Lord Henry wants to ejaculate the very essence of his soul into Dorian's gracious form like `a subtle fluid', just, perhaps, as Oscar wanted to inseminate John Gray with his own combination of subtle intellect and seminal fluid.

  Scarlet threads

  `There is no such thing as a moral or an immoral book. Books are well written, or badly written. That is all.'

  The Picture ofDorian Gray is an exploration and a celebration of the nature of sexual desire and sexual pleasure between men. With the help of Lord Henry Wotton, Dorian seeks to gather up `the scarlet threads of life, and to weave them into a pattern; to find his way through the sanguine labyrinth of passion through which he was wandering'. Dorian's purpose is Oscar's purpose, as it is, indeed, the wider purpose of the novel. Oscar had been wandering in a sexual labyrinth and was seeking to somehow `gather up the scarlet threads', gather up the different, conflicting and confused sexual strands of his life and weave them into a coherent pattern.
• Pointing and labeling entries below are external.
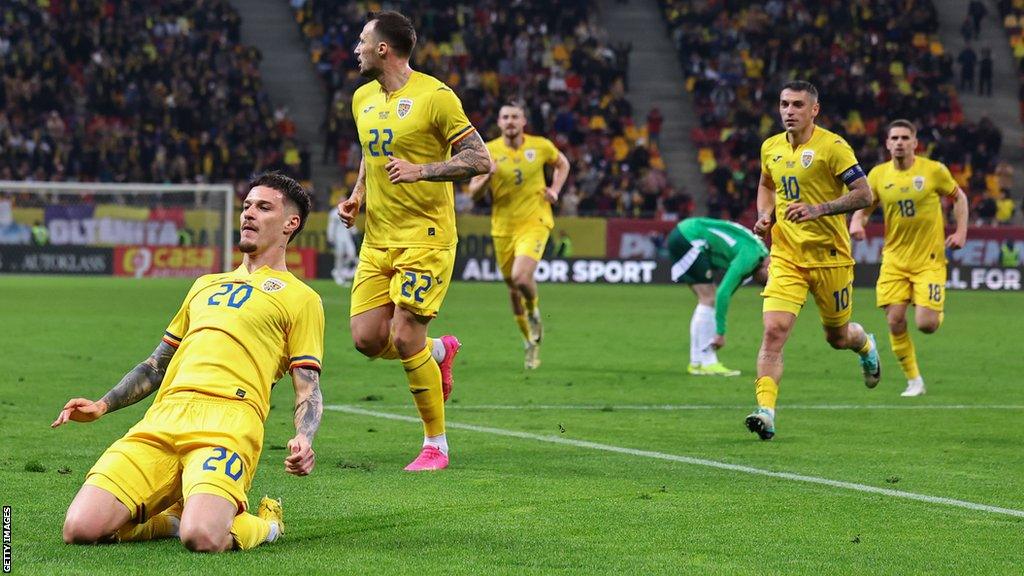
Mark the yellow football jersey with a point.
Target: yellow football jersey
(517, 187)
(816, 171)
(418, 123)
(909, 199)
(237, 333)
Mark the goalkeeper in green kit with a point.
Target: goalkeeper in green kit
(698, 248)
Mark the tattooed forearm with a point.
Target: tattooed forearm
(469, 158)
(858, 197)
(141, 380)
(308, 402)
(360, 181)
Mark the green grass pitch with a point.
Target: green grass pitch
(525, 505)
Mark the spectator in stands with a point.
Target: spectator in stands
(985, 211)
(40, 234)
(967, 29)
(654, 121)
(144, 91)
(977, 10)
(985, 73)
(1005, 208)
(968, 59)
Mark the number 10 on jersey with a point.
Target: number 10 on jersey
(791, 188)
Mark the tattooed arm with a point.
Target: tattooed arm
(860, 196)
(133, 386)
(348, 209)
(469, 158)
(308, 409)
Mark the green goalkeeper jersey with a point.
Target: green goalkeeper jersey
(700, 246)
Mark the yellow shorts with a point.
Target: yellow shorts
(832, 287)
(415, 279)
(186, 444)
(527, 242)
(924, 287)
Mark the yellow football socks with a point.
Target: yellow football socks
(766, 392)
(523, 325)
(390, 352)
(867, 345)
(249, 531)
(903, 348)
(530, 304)
(425, 383)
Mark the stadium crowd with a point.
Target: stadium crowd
(872, 62)
(132, 90)
(550, 54)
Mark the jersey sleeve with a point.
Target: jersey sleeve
(945, 184)
(449, 117)
(843, 162)
(550, 152)
(179, 324)
(305, 336)
(872, 181)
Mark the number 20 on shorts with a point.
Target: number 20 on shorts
(231, 468)
(415, 285)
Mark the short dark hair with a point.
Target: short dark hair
(901, 123)
(516, 101)
(293, 191)
(396, 31)
(801, 86)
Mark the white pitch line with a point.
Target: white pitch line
(697, 462)
(679, 407)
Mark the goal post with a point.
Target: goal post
(143, 221)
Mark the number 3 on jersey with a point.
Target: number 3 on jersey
(791, 188)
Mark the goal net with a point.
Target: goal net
(134, 230)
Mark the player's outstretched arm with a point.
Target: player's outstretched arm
(478, 184)
(858, 197)
(961, 214)
(860, 219)
(766, 205)
(133, 386)
(469, 158)
(308, 410)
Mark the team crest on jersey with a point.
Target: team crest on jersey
(272, 285)
(404, 107)
(806, 158)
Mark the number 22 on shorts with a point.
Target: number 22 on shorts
(415, 285)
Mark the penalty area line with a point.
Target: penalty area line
(697, 462)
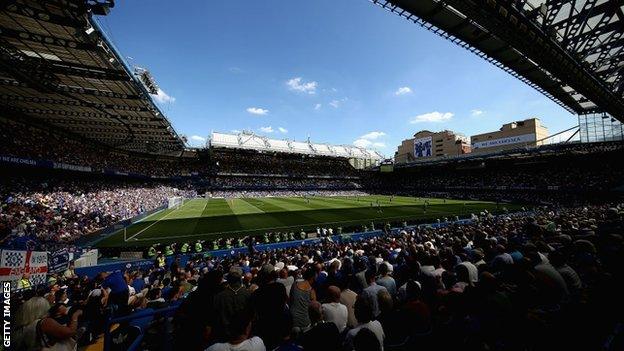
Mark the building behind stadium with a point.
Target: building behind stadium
(426, 145)
(529, 132)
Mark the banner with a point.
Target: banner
(524, 138)
(422, 147)
(13, 264)
(58, 261)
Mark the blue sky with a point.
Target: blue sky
(342, 72)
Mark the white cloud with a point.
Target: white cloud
(403, 91)
(362, 143)
(434, 117)
(373, 135)
(162, 97)
(297, 84)
(366, 140)
(365, 143)
(257, 111)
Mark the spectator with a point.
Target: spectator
(334, 311)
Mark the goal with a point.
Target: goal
(175, 202)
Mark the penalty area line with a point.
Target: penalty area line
(158, 220)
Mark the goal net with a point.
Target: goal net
(175, 202)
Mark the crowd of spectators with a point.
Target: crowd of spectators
(24, 141)
(49, 214)
(270, 163)
(545, 280)
(282, 193)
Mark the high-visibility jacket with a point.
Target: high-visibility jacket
(52, 280)
(24, 284)
(184, 248)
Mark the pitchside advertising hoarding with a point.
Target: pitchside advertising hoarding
(15, 263)
(422, 147)
(516, 139)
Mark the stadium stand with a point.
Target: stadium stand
(84, 147)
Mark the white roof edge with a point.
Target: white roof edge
(228, 140)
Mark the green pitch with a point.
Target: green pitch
(206, 219)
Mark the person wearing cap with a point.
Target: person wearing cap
(24, 282)
(268, 300)
(232, 300)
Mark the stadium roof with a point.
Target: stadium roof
(251, 141)
(57, 68)
(570, 50)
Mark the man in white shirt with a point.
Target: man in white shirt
(239, 340)
(364, 315)
(334, 311)
(372, 291)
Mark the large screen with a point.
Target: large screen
(422, 147)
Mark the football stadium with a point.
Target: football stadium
(321, 175)
(207, 219)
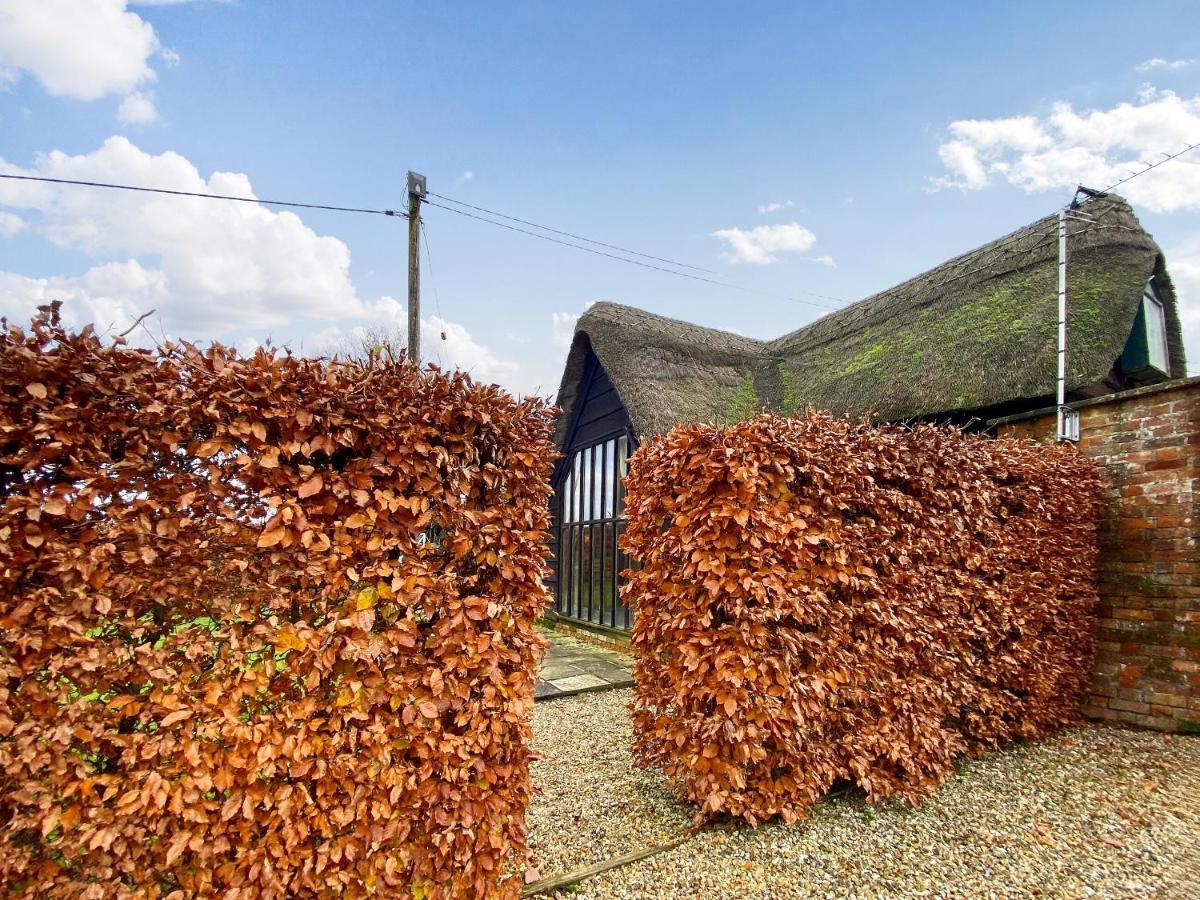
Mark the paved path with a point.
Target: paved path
(573, 666)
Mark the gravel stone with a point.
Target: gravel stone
(1091, 811)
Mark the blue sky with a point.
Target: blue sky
(891, 137)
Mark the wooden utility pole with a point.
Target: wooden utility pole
(415, 192)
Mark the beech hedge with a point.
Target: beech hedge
(268, 625)
(823, 603)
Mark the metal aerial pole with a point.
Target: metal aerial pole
(415, 192)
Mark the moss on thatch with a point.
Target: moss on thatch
(975, 334)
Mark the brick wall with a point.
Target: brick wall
(1147, 443)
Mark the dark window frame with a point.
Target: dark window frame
(591, 505)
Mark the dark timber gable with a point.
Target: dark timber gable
(585, 540)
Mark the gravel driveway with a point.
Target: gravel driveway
(1093, 811)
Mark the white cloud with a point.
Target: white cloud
(1168, 64)
(763, 244)
(137, 109)
(563, 329)
(1097, 148)
(10, 225)
(229, 264)
(112, 295)
(209, 269)
(77, 48)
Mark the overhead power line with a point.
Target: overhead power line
(577, 246)
(574, 237)
(204, 196)
(1167, 159)
(610, 256)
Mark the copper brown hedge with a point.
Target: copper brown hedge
(820, 603)
(268, 623)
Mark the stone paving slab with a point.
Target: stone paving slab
(573, 666)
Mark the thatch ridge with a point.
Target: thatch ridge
(975, 334)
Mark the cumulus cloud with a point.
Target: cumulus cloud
(1168, 64)
(229, 264)
(563, 329)
(137, 109)
(1096, 148)
(77, 48)
(209, 269)
(765, 244)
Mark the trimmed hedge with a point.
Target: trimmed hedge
(821, 603)
(268, 624)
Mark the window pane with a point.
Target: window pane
(564, 571)
(598, 481)
(575, 490)
(1156, 333)
(568, 489)
(597, 559)
(609, 577)
(622, 456)
(579, 607)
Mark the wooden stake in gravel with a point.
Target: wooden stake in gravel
(557, 882)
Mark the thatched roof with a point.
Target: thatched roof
(975, 335)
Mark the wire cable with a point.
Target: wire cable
(1167, 159)
(577, 246)
(574, 237)
(433, 283)
(611, 256)
(204, 196)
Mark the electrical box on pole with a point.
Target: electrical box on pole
(415, 193)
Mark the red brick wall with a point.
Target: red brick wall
(1147, 443)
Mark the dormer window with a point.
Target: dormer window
(1156, 328)
(1146, 355)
  Oscar lived in an age when the only intellectual and historical justification for love and sex between men was the tradition of Greek paiderastia. But the trouble with Greek love was its emphasis on love rather than on sex. Sex was a conditional, subsidiary part of love. This was not enough for Oscar. He was interested in the shadow, not the song, in the body not the soul, in lust and sex, not love. Dorian Gray is an immoral fable; it is Oscar's attempt to explore and legitimise the powerful dynamics of sex and lust between men; to divine a meaning and a pattern; to articulate a new natural philosophy for what were seen as unnatural desires and satisfactions of the flesh.